We need music and the natural world to remind us about where we’ve been and what matters. Music will always be a saviour for me, but it really only fills one corner of my emotional spectrums’ needs. To be a fully fleshed out human, I need to feel the world around me; good and bad; significant and insignificant, to be reminded of those Universal laws. 

The world is filling up, and even with the help of robots and AI to do a lot of the donkey work, the need for resources is increasing, and so is our collective anxiety. This sense of desperation to keep us in the life we have grown accustomed has us working as hard if not harder than our ancestors. Since the advent of handheld computers and thus a lack of reflection on all the other aspects of human existence, humanity has endured waves of mental illness. 

Humans, and potentially all living things, are like instruments. We need tuning; reminding. Sometimes we need to replace the strings—my guitar never stays in tune with old strings. Looking around, seeing the little things, trying something that feels weird, getting stung by a nettle, tasting a berry—even though it gave me a dose of the shits the last time, is what it’s all about. Getting stuck inside the mind is a sickness with no real cure other than getting out of one’s head, which many of us do with entertainment, alcohol, sex and drugs. But it’s not what we need. We’re a jigsaw. We need to see overlooked things; what’s missing from the corners of us.

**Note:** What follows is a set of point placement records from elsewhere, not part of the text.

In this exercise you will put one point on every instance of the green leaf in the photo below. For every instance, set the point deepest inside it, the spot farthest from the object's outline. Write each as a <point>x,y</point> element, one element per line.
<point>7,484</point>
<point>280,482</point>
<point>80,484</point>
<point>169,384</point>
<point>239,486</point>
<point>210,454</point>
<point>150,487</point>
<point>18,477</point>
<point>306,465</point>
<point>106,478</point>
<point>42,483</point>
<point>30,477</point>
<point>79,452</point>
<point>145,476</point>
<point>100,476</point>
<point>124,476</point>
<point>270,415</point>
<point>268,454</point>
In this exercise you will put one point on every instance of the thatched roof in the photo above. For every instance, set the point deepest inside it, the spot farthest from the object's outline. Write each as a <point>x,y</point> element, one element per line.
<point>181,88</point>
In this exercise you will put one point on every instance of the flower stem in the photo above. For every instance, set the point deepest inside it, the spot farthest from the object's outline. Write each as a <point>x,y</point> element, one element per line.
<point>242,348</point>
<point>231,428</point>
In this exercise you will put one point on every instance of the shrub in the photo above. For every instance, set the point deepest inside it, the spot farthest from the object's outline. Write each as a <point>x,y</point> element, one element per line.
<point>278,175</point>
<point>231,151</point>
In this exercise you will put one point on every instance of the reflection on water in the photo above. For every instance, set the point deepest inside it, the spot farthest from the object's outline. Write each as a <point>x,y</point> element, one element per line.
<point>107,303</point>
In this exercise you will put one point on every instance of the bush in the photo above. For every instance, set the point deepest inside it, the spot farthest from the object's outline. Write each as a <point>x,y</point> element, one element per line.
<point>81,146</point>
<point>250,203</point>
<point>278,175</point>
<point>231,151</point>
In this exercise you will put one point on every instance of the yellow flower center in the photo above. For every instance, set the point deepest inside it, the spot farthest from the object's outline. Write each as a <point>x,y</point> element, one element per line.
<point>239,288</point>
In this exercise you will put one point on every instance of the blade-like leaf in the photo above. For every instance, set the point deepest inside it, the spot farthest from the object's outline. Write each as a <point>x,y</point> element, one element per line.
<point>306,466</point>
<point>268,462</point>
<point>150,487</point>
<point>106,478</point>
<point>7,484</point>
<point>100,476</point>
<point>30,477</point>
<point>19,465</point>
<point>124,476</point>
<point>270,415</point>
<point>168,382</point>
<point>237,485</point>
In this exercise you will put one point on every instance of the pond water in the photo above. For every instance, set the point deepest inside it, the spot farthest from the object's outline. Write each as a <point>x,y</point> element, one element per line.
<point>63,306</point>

Those two pigeons have come back for more seed this afternoon. I feed them as thanks for the reminder. A clumsy moth, which keeps trying to get through the net curtain, is a reminder to focus on mastering my goals; to be calm and to quit when my abilities become limited by my desperation to succeed. There are apocryphal tales in everything if you look, and they root us in reality. Reality anchors us to the basic laws of the Universe, the most important being love. I was reminded of that by two lowly pigeons. They have meaning and its the most profound of all; that love is the only thing preventing humanity’s self-destruction… 

Or maybe… actually, on second thoughts, maybe the pigeon was knocking, as a neighbour, to ask me to stop playing that bloody guitar.